The tone is set at the top of an organization, and actions speak louder than words. A welcoming environment must be demonstrated by the leaders, including the board.

How does one evaluate whether that is happening?

Ask key questions: Do you have a diverse executive team? Are women given challenges, responsibilities, and the critical visibility their counterparts are given? Are their voices heard at the table or are they talked over? Does the company respect their contributions?

“Walking the talk” also includes providing venues and support for minority groups. At Capella, we have a women’s leadership team. We pull together female managers and leaders every month to discuss issues and learn from guest speakers.

What are other ways in which diversity is valuable in corporate leadership?

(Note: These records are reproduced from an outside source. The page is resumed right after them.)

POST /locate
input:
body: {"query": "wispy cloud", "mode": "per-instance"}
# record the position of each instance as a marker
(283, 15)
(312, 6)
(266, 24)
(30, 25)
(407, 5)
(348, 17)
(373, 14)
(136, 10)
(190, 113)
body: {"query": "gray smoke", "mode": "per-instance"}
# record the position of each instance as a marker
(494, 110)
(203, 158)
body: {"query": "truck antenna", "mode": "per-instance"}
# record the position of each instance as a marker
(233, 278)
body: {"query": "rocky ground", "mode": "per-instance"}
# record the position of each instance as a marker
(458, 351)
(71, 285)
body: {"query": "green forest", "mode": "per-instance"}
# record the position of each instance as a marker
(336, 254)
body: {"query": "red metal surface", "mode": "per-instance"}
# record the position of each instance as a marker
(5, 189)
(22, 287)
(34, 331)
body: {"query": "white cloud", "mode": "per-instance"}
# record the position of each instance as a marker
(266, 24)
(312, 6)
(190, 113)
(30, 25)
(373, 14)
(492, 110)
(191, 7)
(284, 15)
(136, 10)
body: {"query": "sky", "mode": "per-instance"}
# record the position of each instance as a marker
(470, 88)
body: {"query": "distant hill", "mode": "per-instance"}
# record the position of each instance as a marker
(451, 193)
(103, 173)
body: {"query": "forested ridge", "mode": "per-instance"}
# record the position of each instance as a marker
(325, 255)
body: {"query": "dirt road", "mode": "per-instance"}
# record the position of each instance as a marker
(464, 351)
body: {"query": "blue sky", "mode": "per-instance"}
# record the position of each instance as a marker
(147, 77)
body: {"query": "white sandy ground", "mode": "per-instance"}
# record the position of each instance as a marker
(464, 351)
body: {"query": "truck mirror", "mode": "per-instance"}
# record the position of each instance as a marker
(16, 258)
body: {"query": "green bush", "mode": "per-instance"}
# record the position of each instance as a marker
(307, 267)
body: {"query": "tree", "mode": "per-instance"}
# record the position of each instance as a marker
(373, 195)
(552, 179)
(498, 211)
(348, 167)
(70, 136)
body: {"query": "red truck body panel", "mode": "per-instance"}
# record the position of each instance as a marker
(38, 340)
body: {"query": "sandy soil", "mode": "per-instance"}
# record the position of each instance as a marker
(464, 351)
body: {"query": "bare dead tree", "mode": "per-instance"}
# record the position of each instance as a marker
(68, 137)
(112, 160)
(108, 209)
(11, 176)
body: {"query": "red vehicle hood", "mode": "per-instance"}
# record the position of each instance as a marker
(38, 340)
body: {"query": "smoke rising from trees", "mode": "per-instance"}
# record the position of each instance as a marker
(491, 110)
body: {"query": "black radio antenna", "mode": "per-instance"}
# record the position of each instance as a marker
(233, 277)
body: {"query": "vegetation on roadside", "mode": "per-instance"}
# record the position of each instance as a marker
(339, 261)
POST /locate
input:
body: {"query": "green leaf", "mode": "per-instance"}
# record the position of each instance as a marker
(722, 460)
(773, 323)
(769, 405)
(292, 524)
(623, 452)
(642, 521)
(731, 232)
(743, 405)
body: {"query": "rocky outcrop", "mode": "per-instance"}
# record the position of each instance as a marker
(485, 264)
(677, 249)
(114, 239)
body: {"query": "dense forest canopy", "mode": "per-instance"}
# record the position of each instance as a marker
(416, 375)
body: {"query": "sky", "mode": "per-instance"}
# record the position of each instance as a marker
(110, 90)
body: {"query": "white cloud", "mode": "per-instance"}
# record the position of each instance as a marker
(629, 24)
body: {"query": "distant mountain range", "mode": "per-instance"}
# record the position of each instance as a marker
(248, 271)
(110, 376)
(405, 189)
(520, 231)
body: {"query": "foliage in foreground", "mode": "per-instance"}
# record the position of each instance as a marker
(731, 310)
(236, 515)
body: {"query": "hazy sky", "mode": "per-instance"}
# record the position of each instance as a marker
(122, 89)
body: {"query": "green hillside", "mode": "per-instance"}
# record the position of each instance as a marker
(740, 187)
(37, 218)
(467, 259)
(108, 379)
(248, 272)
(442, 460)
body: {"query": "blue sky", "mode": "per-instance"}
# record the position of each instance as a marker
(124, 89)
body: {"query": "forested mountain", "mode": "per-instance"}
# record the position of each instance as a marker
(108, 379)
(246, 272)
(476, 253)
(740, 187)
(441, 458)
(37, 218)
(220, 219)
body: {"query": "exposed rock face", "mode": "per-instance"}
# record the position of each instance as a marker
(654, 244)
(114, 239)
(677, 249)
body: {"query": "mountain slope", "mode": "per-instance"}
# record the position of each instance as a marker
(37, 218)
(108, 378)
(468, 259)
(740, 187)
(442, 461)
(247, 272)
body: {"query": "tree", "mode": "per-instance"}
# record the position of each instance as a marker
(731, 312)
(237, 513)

Diversity takes more effort, but you get a better outcome when you challenge yourselves to debate and discuss perspectives in order to reach a conclusion. Most corporate issues exist in gray zones, not black or white.

How can women position themselves to be named to corporate boards?

Take the time to be visible: Volunteer, give speeches, become known as an expert in a certain area, whether it’s international, finance, or operations. Most executives and board members are looking for confident, solid individuals. Women in staff positions should obtain front-line or profit-and-loss experience. You need experience delivering results.

How are you helping the boards on which you serve to utilize more women leaders?

I’m a member of Women Corporate Directors, a global corporate governance organization that helps women build relationships with female executives outside of their companies. When I come across a board opening I connect with women I’ve met and with Women Corporate Directors to ask if they know anyone who is a good fit.

What advice do you have for aspiring directors?

Before you come to a board meeting, you must have studied the materials in depth and be ready to offer opinions and solutions. You also need to take advantage of educational opportunities about board governance. Because a company’s reputation is your reputation, too, it’s critical that you associate with companies that hold your same values.